Dylan "Workingman's Blues" from Modern Times, Columbia LP

But what about Bob? Dylan, as everyone knows by now if you have seen him live recently, as I have twice in recent years on Doubleday Field here in Cooperstown, is packing one of the great ongoing bands of his career. They can rock hard-trust me on this. And his latest self-produced album, (released on a double LP set, by a little label called Columbia Records!), is a fine sounding affair. That gruff smoky combo of highs and lows that his voice has become, suits the CAD 45SEs to a 'T'! I heard all the necessary world-weary gravel and weight, coupled to Dylan's undefeated bite. All right there in sonically comprehensible lyrics, with nary a hint of false sibilance. And this was true when I listened at home through my PMCs—which are much less efficient, and much more of a full-range loudspeaker. In fact, they are bloody well full-range transmission-line designs. These 45SE amps live and breathe this music, and were extraordinarily successful with all kinds of vocal recordings.

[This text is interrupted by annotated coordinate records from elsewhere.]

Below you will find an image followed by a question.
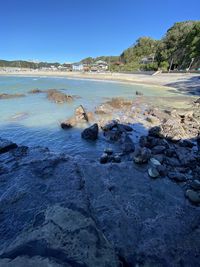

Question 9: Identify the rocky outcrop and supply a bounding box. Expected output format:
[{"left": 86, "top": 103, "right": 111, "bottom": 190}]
[
  {"left": 0, "top": 141, "right": 200, "bottom": 267},
  {"left": 47, "top": 89, "right": 73, "bottom": 104},
  {"left": 60, "top": 105, "right": 94, "bottom": 129},
  {"left": 0, "top": 138, "right": 18, "bottom": 154},
  {"left": 75, "top": 105, "right": 88, "bottom": 122},
  {"left": 81, "top": 123, "right": 99, "bottom": 141}
]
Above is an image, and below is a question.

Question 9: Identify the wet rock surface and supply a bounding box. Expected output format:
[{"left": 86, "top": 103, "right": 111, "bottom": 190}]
[
  {"left": 0, "top": 141, "right": 200, "bottom": 267},
  {"left": 46, "top": 89, "right": 73, "bottom": 104},
  {"left": 81, "top": 123, "right": 99, "bottom": 141}
]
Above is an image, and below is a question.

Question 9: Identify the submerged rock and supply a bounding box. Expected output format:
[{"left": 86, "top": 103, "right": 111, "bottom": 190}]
[
  {"left": 133, "top": 147, "right": 151, "bottom": 164},
  {"left": 0, "top": 138, "right": 18, "bottom": 154},
  {"left": 185, "top": 189, "right": 200, "bottom": 204},
  {"left": 47, "top": 89, "right": 73, "bottom": 104},
  {"left": 75, "top": 105, "right": 89, "bottom": 122},
  {"left": 120, "top": 133, "right": 135, "bottom": 153},
  {"left": 148, "top": 167, "right": 159, "bottom": 178},
  {"left": 81, "top": 123, "right": 99, "bottom": 141}
]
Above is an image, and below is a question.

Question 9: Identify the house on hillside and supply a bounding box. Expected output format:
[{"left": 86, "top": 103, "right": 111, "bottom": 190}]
[
  {"left": 91, "top": 60, "right": 108, "bottom": 71},
  {"left": 140, "top": 54, "right": 155, "bottom": 64},
  {"left": 72, "top": 62, "right": 83, "bottom": 71}
]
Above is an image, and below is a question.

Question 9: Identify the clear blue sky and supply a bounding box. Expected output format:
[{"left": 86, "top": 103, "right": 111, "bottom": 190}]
[{"left": 0, "top": 0, "right": 200, "bottom": 62}]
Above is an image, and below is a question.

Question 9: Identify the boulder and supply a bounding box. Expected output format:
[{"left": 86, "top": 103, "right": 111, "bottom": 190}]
[
  {"left": 168, "top": 171, "right": 187, "bottom": 182},
  {"left": 133, "top": 147, "right": 151, "bottom": 164},
  {"left": 81, "top": 123, "right": 99, "bottom": 141},
  {"left": 47, "top": 89, "right": 73, "bottom": 104},
  {"left": 120, "top": 133, "right": 135, "bottom": 153},
  {"left": 75, "top": 105, "right": 88, "bottom": 122},
  {"left": 151, "top": 146, "right": 166, "bottom": 155},
  {"left": 185, "top": 189, "right": 200, "bottom": 204},
  {"left": 0, "top": 138, "right": 18, "bottom": 154},
  {"left": 60, "top": 118, "right": 76, "bottom": 130}
]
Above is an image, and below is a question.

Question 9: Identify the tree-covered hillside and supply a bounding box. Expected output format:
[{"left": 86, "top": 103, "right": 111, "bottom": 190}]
[
  {"left": 121, "top": 21, "right": 200, "bottom": 70},
  {"left": 0, "top": 21, "right": 200, "bottom": 71}
]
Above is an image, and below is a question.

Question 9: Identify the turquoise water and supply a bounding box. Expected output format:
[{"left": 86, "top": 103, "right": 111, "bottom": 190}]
[{"left": 0, "top": 76, "right": 175, "bottom": 156}]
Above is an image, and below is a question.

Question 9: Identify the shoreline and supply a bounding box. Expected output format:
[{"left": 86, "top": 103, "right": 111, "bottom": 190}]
[{"left": 0, "top": 71, "right": 200, "bottom": 90}]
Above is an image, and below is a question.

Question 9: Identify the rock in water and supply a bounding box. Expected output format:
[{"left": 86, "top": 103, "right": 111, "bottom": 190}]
[
  {"left": 75, "top": 105, "right": 88, "bottom": 122},
  {"left": 185, "top": 189, "right": 200, "bottom": 204},
  {"left": 47, "top": 89, "right": 73, "bottom": 104},
  {"left": 81, "top": 123, "right": 99, "bottom": 140},
  {"left": 60, "top": 118, "right": 76, "bottom": 130},
  {"left": 100, "top": 153, "right": 109, "bottom": 164},
  {"left": 134, "top": 147, "right": 151, "bottom": 164},
  {"left": 148, "top": 167, "right": 159, "bottom": 178},
  {"left": 0, "top": 138, "right": 18, "bottom": 154},
  {"left": 121, "top": 134, "right": 135, "bottom": 153}
]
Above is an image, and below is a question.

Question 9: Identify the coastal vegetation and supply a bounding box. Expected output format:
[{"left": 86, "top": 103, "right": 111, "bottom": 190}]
[{"left": 0, "top": 20, "right": 200, "bottom": 72}]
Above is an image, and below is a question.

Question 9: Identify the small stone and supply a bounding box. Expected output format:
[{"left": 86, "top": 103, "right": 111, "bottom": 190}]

Miroslov Vitous, Takes On Pasolini CD

I know, this one might be hard to find- I picked it up on a whim in Rome (Italy- not up-state New York...) last summer. Boy I'm glad I did. Miroslov Vitous has remained one of the finest jazz bassists on the planet, ever since his outings with the early incarnation of Weather Report. This disc finds him in a piano trio setting, and they all play and swing hard! Good stuff, with a very forward jazz-piano timbre—in fact the piano seemed outright hot in its upper register heard through the Lowthers, comparing with both sets of amps. When I checked with the 45SEs back at home, this seemed less pronounced, leading me to believe that Art Dudley's Lowther cabinets have a bit of a bump in the upper register.

Notes from my own system, w/Cary SLP-98 preamp, PMC FB1+ Loudspeakers

Al Green, Greatest Hits, Vol.2, Motown LP

You want to talk warm? I don't think there is any stereo in the world, no matter how cheap and awful, or how pricey and great, where this man's vocals aren't going to literally heat up the room. That's just the way he sounds, and the fine way Al Green was recorded during his best early years. I recently have promoted myself to a VPI Scoutmaster turntable in my one and only A system, so spinning vinyl has become a real pleasure lately. My notes read "warm, like a nice fire and a big snifter of funky pimp cognac" (Is that a PC metaphor?) "The music has breathed by the time it gets played—the 'nose' has opened up! Kick drum sounds like a heartbeat. Al's vocals are plaintive and present and palpable—can you say that 3x very fast?"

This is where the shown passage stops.